HSA Lessons from an Amusement Park Visit with My Children
Health Savings Accounts are different than Health Reimbursement Accounts (HRA) or Flexible Spending Accounts (FSA), and everyone must think differently about Health Savings Accounts to understand them, and to roll them out properly to their employees.
Here is a short and true story that may help illustrate how to think differently about HSAs. Last summer, I took my children to an amusement park — one of these places where once you are in the gates, all the rides and the water park are free. Since my older kids wanted to go off on their own, I gave the three of them $40 each for the day, and told them that’s all their money for the day at the park — for food and everything they want to spend it on – games, the arcade, hats, t-shirts, the works.
Three and half hours later, I was asked “Dad, do you have any more money?”
“What happened to the money I gave you?” (They were standing their empty handed, no large stuffed animals, no new hats or t-shirts.) Well, the telescope that took quarters ate about $10, then they played a bunch of games to win prizes, and the arcade and food took the rest.
“No, I have no more money,” I told them. (We then went to the water park, where I thought they would not miss having no money, as much.)
During the summer, their cousins visited and another road trip to the amusement park was on the agenda. This time after handing out the cash, I told my kids and their cousins, “Here is your money for the day. What you don’t spend you can keep.”
Curious behavior followed: some of them ordered water for lunch; some skipped lunch and had an ice cream cone. I actually heard my daughter argue with a clerk about whether she was given the right change. Games for prizes were out, so was the arcade and anything in the souvenir shop.

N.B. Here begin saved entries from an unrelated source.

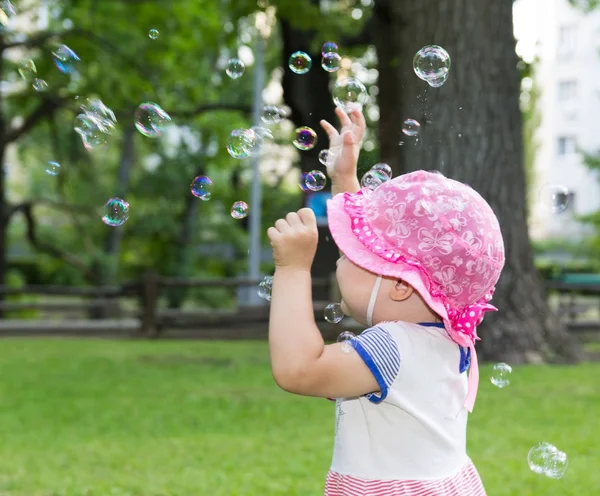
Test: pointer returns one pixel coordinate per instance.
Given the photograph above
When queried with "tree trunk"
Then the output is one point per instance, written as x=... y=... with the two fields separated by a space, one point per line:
x=471 y=131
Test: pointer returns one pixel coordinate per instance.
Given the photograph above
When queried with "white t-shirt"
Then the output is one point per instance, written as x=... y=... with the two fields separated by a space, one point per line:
x=415 y=429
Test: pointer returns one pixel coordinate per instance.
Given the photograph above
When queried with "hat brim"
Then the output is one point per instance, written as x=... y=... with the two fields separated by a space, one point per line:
x=340 y=226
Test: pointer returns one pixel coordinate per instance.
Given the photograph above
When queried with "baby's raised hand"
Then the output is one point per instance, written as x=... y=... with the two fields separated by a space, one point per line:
x=294 y=240
x=344 y=145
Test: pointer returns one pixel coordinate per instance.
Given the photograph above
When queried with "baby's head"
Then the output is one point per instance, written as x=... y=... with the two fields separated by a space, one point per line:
x=419 y=248
x=393 y=299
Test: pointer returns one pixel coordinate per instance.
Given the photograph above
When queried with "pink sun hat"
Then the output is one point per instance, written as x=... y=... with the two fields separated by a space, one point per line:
x=438 y=235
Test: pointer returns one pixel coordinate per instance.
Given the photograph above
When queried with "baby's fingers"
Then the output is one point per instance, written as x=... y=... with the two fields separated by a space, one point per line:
x=329 y=129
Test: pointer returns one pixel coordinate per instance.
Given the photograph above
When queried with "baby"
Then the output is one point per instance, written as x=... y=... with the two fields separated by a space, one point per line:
x=421 y=255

They wanted some candy for the ride home, and so they bought tootsie rolls, the least expensive candy they could buy. Some discrete inquiries discovered the fact that most of my children and their cousins had saved about 40% of the $40 given to them.
So, if you give employees cash, and tell them you can only spend that money on health care and on nothing else (as is the case with an HRA or an FSA) – that is exactly what they will do. It is not their money. The only way they can get value from it is to spend it. So they will spend all of it. Especially since they cannot take it with them when they leave their job, unlike an HSA, where the money goes with the employee.

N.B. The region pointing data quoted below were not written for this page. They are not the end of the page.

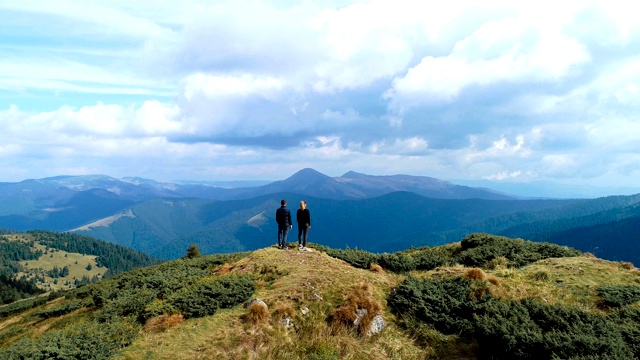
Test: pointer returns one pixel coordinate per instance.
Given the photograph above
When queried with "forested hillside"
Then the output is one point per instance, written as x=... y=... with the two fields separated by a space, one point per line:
x=38 y=261
x=485 y=297
x=164 y=227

It is rational economic behavior – I can only spend money on this – so I will.
But because the money in a Health Savings Account is the employees, they will treat that money the same way my children treated the money that I gave them to spend or keep, their choice.
I did not hear, “Dad, can I have some more money?”
Instead, after handing out the cash I had happily shocked children and cousins who thought this was great. (Cash in hand does change attitudes.)
As an employer offering health insurance, you are giving that cash to an insurance company. You can lower those cash payments and give most of the difference to your employees as a deposit into their health savings account. They would have the cash on hand, and their attitude will change. But now, instead, of doing that, most employers are writing huge checks to an insurance company in the form of ever-increasing premiums.
For employers that fund the account, what you are really funding, is an incentive for the employee not to purchase health care services in a reckless, who-cares-I’m-not-paying manner. For taxpayers who are accessing a government funded benefit, the I’m-not-paying-it’s-on-the-government-tab attitude is even worse.